1. He divorced the mother of his children, which caused Mileva, his wife, to have a break down and be hospitalized.

2.He was a ladies man and was known to have had several affairs; infidelity was listed as a reason for his divorce.

3.He married his cousin.

4.He had an estranged relationship with his son.

5. He had his first child out of wedlock.

6. He urged the FDR to build the Atom bomb, which killed thousands of people.

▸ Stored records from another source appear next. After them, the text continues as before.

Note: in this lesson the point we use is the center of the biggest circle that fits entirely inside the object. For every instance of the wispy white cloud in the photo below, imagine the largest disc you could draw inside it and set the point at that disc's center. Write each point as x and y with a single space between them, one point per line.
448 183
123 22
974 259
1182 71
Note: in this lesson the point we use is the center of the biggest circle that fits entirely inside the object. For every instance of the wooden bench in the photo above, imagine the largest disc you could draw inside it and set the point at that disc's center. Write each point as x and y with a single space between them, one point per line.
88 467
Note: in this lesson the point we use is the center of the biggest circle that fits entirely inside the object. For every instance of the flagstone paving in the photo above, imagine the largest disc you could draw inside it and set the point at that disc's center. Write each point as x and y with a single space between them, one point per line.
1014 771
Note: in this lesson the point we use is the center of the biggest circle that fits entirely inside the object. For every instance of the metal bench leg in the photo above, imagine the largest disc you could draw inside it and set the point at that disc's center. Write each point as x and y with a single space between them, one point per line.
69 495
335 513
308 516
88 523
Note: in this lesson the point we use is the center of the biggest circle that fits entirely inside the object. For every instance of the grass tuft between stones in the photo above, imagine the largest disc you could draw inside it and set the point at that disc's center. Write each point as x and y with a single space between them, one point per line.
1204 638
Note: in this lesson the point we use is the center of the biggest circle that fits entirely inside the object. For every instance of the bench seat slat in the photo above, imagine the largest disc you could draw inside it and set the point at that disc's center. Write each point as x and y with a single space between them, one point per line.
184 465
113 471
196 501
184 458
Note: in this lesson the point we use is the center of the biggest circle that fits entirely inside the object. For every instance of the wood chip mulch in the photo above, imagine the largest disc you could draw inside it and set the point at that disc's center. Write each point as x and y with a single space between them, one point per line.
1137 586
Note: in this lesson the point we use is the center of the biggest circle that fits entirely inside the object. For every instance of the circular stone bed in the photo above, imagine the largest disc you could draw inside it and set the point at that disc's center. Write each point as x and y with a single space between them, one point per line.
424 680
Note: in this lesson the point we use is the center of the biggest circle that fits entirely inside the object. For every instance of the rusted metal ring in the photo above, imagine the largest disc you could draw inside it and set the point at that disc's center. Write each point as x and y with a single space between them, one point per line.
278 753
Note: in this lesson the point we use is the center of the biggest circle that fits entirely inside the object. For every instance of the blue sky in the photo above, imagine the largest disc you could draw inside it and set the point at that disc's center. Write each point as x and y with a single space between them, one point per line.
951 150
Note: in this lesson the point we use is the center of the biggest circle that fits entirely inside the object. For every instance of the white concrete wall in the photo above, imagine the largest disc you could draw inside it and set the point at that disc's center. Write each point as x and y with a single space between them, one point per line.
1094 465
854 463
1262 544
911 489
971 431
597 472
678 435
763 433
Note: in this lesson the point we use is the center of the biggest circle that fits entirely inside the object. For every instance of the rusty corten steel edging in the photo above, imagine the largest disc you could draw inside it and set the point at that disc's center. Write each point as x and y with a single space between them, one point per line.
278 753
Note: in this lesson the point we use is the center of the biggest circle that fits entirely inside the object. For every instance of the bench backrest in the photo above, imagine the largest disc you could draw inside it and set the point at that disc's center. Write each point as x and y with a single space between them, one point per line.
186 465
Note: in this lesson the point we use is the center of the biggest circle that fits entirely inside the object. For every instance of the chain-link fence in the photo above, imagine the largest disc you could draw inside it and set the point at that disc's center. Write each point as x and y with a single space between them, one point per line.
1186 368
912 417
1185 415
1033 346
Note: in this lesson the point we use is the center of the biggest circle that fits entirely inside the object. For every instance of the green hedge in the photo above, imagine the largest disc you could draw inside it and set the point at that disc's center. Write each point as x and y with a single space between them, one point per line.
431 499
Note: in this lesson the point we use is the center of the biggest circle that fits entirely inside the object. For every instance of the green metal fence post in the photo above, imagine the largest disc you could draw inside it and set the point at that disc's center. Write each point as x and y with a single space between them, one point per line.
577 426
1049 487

7. He was Jewish, yet he made many arguments for the possibility of God. Yet, hypocritically he did not believe in the Jewish God or Christianity. He stated, “I believe in Spinoza’s God who reveals himself in the harmony of all that exists, not in a God who concerns himself with the fate and the doings of mankind.”
Shannon L. Alder

Bauvard
“Einstein’s remark on the limitlessness of human stupidity is made even more disturbing by the discovery that infinity comes in different sizes. Answering ‘How much stupider?’ or trying to measure the minimal idiocy bounded by an IQ test are mysteries which are themselves infinitely less alarming than simply attempting to tally the anti-savant population. One can count all the natural idiots (they’re the same as the even number of idiots – twice as many), but the number of real idiots continues forever: all the counting idiots (finger reckoners) plus all the fractional idiots (geniuses on a bad day) plus all the irrational idiots (they go on and on and on) add up to a world in which the approaching upper limit of our set of natural resources has its complement in the inexhaustible lower limit of our set of mental ones.”
Bauvard, Some Inspiration for the Overenthusiastic

Wolfgang Pauli
Einstein has a feeling for the central order of things. He can detect it in the simplicity of natural laws. We may take it that he felt this simplicity very strongly and directly during his discovery of the theory of relativity. Admittedly, this is a far cry from the contents of religion. I don't believe Einstein is tied to any religious tradition, and I rather think the idea of a personal God is entirely foreign to him.”
Wolfgang Pauli

“After Elsa’s death, Einstein established a routine that as the years passed varied less and less. Breakfast between 9 and 10 was followed by a walk to the institute. After working until 1pm he would return home for lunch and a nap. Afterwards he would work in his study until dinner between 6.30 and 7pm. If not entertaining guests, he would return to work until he went to bed between 11 and 12. He rarely went to the theatre or to a concert, and unlike Bohr, hardly ever watched a movie. He was, Einstein said in 1936, ‘living in the kind of solitude that is painful in one’s youth but in one’s more mature years is delicious’.”
Manjit Kumar, Quantum: Einstein, Bohr and the Great Debate About the Nature of Reality

Louis de Broglie
“After long reflection in solitude and meditation, I suddenly had the idea, during the year 1923, that the discovery made by Einstein in 1905 should be generalised by extending it to all material particles and notably to electrons.”